It was an extremely me-centric post complete with all the all the ways I perceive people to be careless in their words, all the ways I’m still hurting, all the ways people don’t understand, all the ways I want the focus to be about me.

But I deleted the whole thing.

Let me try again. I’ve had a blog hiatus for several weeks, not because I didn’t want to write, but because I couldn’t. It’s been a rough patch. Joy was the carrot dangling from a stick, always ahead but just out of reach. The imagery of a battle is also fitting. It’s been a constant fight to rejoice, and I grew tired of fighting. I grew weary of “talking to myself.” It was much easier to listen instead. Thoughts and emotions spiraled down. The weight of doubt began to crush. I reasoned, “Well, I’m in good company. Even Spurgeon battled this type of spiritual depression. Clearly, David and the other psalmists knew it also.”

I understand when the psalmist says “My soul thirsts for God, for the living God. When shall I come and appear before God? My tears have been my food day and night.” (Psalm 42:2-3) I wanted God, but He didn’t seem to be listening.

I think of the verse that says God keeps tears in a bottle, symbolizing that He’s intimately aware of sorrow. I imagine my tears fill an olympic-size swimming pool.

It’s also been a season of doubt. The same old lies snuck in. God does not hear me. God has forgotten me. “Beauty out of ashes? Well that’s just crap.”

You get the point.

I’ve set a familiar scene and delineated the rising tension. Here’s the relief.

“These things I remember…”

“Why are you cast down O my soul, and why are you in turmoil within me? Hope in God;  for I shall again praise Him, my salvation and my God.”

“My soul is cast down within me; therefore, I remember you.” (Psalm 42)

I remember. 

My confident expectation is in the God who created me, pursued me, purchased me back, and won me through the blood of His Son. Jesus more than any other knows what it is to be forsaken. He was alone, so I don’t have to be.

I remember the joy and delight of intimacy with God. I “shall again praise Him.” Delight will come again.

I remember that He is the Rock, the stability when waves toss me about.

I change. He changes not.

My Savior provided the very thing I long for, intimacy. I have total access to the presence of God.

I remember who God is. He is good and sovereignly uses all things for my good. He empowers the impossible—“Rejoice always.”  But for grace through the accomplished work of Christ, it is a crushing command. (I Thess 5:16-18)

I don’t rejoice always. I don’t always have an abiding attitude of trust, or take pleasure that all things in my life are according to God’s will.

But Jesus accomplished what I cannot.
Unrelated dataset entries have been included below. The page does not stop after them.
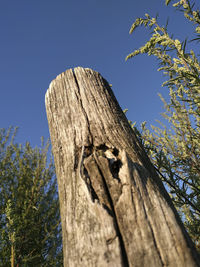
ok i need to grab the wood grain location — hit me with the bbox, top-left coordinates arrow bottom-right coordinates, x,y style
45,67 -> 200,267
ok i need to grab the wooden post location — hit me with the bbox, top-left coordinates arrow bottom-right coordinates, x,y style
45,67 -> 200,267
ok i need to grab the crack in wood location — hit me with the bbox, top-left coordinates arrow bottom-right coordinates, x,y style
77,144 -> 129,266
78,144 -> 123,208
72,69 -> 93,145
106,235 -> 117,245
94,152 -> 129,267
83,152 -> 113,212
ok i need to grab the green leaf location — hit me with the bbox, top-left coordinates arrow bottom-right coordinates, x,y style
165,0 -> 172,6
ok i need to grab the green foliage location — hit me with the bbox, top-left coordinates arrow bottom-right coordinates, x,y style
126,0 -> 200,251
0,127 -> 63,266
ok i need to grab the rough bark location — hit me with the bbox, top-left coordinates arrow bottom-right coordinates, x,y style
45,67 -> 200,267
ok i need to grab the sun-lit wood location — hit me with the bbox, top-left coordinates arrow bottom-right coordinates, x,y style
45,67 -> 200,267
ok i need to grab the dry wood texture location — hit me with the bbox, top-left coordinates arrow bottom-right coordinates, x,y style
45,67 -> 200,267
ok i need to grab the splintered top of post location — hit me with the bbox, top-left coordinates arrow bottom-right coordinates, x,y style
47,67 -> 99,93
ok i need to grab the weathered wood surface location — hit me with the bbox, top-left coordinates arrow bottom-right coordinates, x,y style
45,67 -> 200,267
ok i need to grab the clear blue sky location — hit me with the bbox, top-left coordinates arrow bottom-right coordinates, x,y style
0,0 -> 194,146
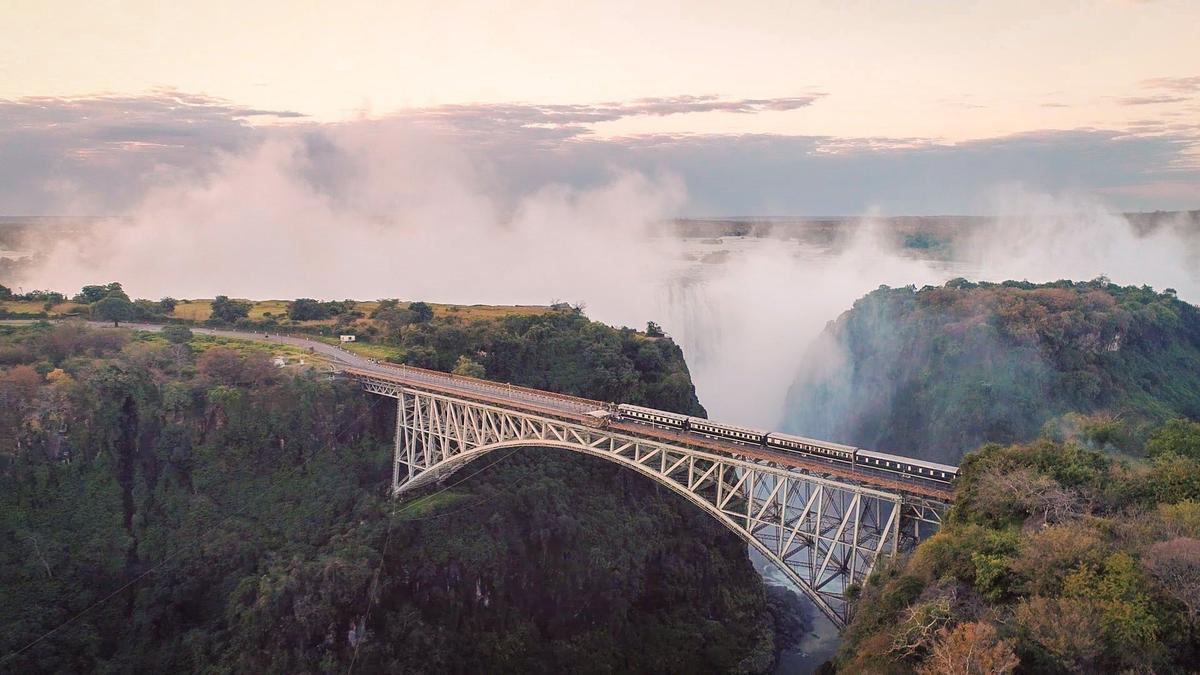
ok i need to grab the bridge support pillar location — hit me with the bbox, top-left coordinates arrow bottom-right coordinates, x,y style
392,396 -> 403,497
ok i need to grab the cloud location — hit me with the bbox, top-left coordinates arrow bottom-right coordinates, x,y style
543,128 -> 1200,214
0,91 -> 1197,217
0,91 -> 302,214
1116,75 -> 1200,106
393,94 -> 825,142
1117,94 -> 1190,106
1140,75 -> 1200,92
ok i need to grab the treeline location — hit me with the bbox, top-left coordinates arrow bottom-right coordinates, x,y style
0,281 -> 176,324
837,415 -> 1200,673
0,313 -> 786,672
784,278 -> 1200,463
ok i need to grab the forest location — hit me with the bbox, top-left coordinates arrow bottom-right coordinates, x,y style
0,315 -> 798,673
784,278 -> 1200,464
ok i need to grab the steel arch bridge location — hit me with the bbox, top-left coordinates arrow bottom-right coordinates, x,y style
347,368 -> 949,627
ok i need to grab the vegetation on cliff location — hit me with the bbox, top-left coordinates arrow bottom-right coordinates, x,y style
838,419 -> 1200,673
806,279 -> 1200,673
785,279 -> 1200,463
0,314 -> 785,673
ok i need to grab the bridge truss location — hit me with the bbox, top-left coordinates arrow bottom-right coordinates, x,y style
359,378 -> 945,627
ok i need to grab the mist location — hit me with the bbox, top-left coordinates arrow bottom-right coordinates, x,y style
13,124 -> 1200,430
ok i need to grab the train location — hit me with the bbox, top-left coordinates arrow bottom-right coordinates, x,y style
614,403 -> 958,485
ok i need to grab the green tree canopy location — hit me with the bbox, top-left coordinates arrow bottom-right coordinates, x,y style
1146,419 -> 1200,460
287,298 -> 325,321
210,295 -> 252,323
74,282 -> 125,304
451,355 -> 486,378
408,301 -> 434,323
91,292 -> 134,326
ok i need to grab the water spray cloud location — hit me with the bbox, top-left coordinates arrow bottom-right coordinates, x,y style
16,126 -> 1200,430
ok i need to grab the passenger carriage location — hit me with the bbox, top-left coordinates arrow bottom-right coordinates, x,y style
614,402 -> 958,485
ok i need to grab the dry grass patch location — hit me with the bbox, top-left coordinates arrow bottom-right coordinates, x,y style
0,300 -> 87,315
431,303 -> 549,321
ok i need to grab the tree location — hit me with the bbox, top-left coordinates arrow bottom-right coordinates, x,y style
370,299 -> 400,318
645,321 -> 665,338
1147,419 -> 1200,460
157,297 -> 178,314
197,348 -> 273,386
408,301 -> 434,323
373,306 -> 415,339
918,622 -> 1019,675
0,365 -> 42,410
74,284 -> 108,304
91,290 -> 134,326
452,356 -> 486,379
160,324 -> 194,344
1014,596 -> 1102,672
74,282 -> 124,304
288,298 -> 327,321
970,465 -> 1084,527
210,296 -> 251,323
0,283 -> 12,300
1142,537 -> 1200,629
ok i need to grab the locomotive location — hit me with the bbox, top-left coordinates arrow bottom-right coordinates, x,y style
615,403 -> 957,484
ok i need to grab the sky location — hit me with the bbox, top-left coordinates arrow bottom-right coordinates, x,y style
1,0 -> 1198,216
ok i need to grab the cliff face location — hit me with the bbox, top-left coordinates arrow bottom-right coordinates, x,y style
0,317 -> 783,674
775,280 -> 1200,674
783,279 -> 1200,464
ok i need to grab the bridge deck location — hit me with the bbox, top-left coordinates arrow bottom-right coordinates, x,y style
340,363 -> 955,502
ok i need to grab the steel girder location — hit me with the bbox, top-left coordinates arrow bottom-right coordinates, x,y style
362,382 -> 945,627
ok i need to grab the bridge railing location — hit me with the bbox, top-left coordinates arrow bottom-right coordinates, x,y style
350,359 -> 612,413
345,367 -> 955,502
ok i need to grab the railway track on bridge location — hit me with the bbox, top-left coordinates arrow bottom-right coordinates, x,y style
339,363 -> 955,503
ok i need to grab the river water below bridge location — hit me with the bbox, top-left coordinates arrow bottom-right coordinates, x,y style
748,548 -> 840,673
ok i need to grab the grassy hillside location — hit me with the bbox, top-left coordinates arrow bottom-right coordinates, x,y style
784,279 -> 1200,464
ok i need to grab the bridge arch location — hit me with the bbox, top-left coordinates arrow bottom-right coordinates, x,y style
362,382 -> 946,627
403,437 -> 855,621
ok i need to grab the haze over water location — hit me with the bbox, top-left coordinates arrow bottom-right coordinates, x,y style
649,209 -> 1199,431
10,203 -> 1199,433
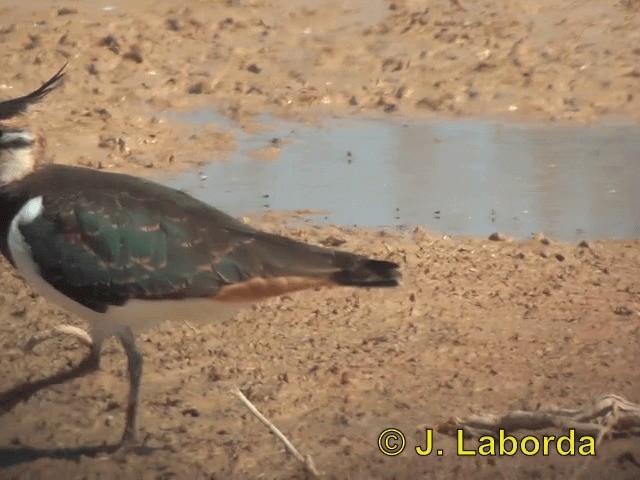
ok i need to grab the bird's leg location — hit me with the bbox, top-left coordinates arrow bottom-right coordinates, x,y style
116,326 -> 143,446
0,342 -> 101,414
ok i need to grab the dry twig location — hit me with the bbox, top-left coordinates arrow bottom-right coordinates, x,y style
232,388 -> 320,478
438,393 -> 640,439
438,394 -> 640,479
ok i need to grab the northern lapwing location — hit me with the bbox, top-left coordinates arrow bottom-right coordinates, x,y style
0,66 -> 400,448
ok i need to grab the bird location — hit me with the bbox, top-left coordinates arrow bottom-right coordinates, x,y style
0,66 -> 400,449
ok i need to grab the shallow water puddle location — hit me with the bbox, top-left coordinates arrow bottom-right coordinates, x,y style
165,111 -> 640,241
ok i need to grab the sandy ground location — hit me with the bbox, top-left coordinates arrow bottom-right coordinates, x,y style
1,0 -> 640,479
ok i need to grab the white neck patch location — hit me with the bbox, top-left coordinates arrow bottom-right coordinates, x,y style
0,146 -> 36,184
10,196 -> 43,227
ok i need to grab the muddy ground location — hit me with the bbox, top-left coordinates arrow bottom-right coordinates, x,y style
1,0 -> 640,479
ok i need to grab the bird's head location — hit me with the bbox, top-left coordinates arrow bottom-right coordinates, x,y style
0,127 -> 39,185
0,65 -> 65,186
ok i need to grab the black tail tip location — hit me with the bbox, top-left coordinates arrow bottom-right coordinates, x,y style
332,259 -> 401,287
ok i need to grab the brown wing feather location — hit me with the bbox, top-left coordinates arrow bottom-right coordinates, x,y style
214,276 -> 332,301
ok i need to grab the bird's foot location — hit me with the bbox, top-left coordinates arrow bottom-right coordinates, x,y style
115,428 -> 145,453
105,430 -> 174,457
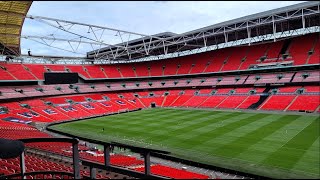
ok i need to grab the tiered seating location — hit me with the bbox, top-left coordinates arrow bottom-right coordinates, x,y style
245,73 -> 294,84
170,95 -> 193,107
162,95 -> 180,107
0,63 -> 36,80
204,48 -> 229,73
239,43 -> 269,70
9,108 -> 53,123
18,86 -> 45,97
110,154 -> 144,167
64,95 -> 87,102
66,65 -> 91,79
85,65 -> 107,79
236,95 -> 260,109
221,46 -> 248,71
56,105 -> 93,119
176,57 -> 193,75
216,88 -> 234,94
0,87 -> 26,99
199,89 -> 213,95
111,99 -> 138,111
134,62 -> 149,77
278,86 -> 299,93
217,95 -> 248,109
103,65 -> 122,78
307,36 -> 319,64
45,64 -> 66,72
0,155 -> 71,176
31,105 -> 71,122
0,154 -> 108,179
217,75 -> 246,85
23,64 -> 46,80
0,120 -> 34,130
163,59 -> 179,76
189,52 -> 212,74
76,102 -> 107,115
0,33 -> 317,82
139,96 -> 164,107
292,71 -> 320,82
181,95 -> 208,107
234,87 -> 253,94
150,61 -> 164,76
0,63 -> 16,80
287,95 -> 320,112
288,33 -> 315,65
45,97 -> 67,104
259,95 -> 295,111
119,64 -> 136,77
304,86 -> 320,93
264,40 -> 284,61
134,165 -> 209,179
198,96 -> 228,108
0,126 -> 50,140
He rejoiced always. He gave thanks in all things. He prayed without ceasing. His performance is the standard, but it is also my standing. Rather than crush me, in Christ the command allures. It brings me to dependence.

Because I know the good news of Jesus is real, I can rejoice. I can have abiding trust, overflowing thankfulness, and unceasing dependence.

O my soul, hope in God!

I remember.

“Lord I gave in to the lie that you do not hear me, that you aren’t listening. But, I remember. I actively recall and bring to mind your goodness. I remember the days of delight and abundant joy. I remember the “glad shouts and the songs of praise.” I know they will return. Let me say with the psalmist. “Hope in God!” When my emotions scream the opposite, I tell myself what is true. You are salvation. You are steadfast love. You are the Rock. You allure with lasting satisfaction. You remind me that ‘I will never leave you, nor forsake you. Know that I am with you. You will never be alone.’ Yes, Lord Jesus. This is true.”

Epilogue: 

I can’t walk this life alone. God uses His word and the community of faith so beautifully. He brings me back. I’m so thankful for a friend who pointed me to Psalm 42. Even amid his own struggle, he was an instrument of grace to me.  I’m thankful for a sermon that crushed me with the weight of “rejoice always,” but rebuilt me with the beauty that I am able to rejoice because of my standing in Christ. So, I lift my head, I hope in God and I see these marks of lavish grace!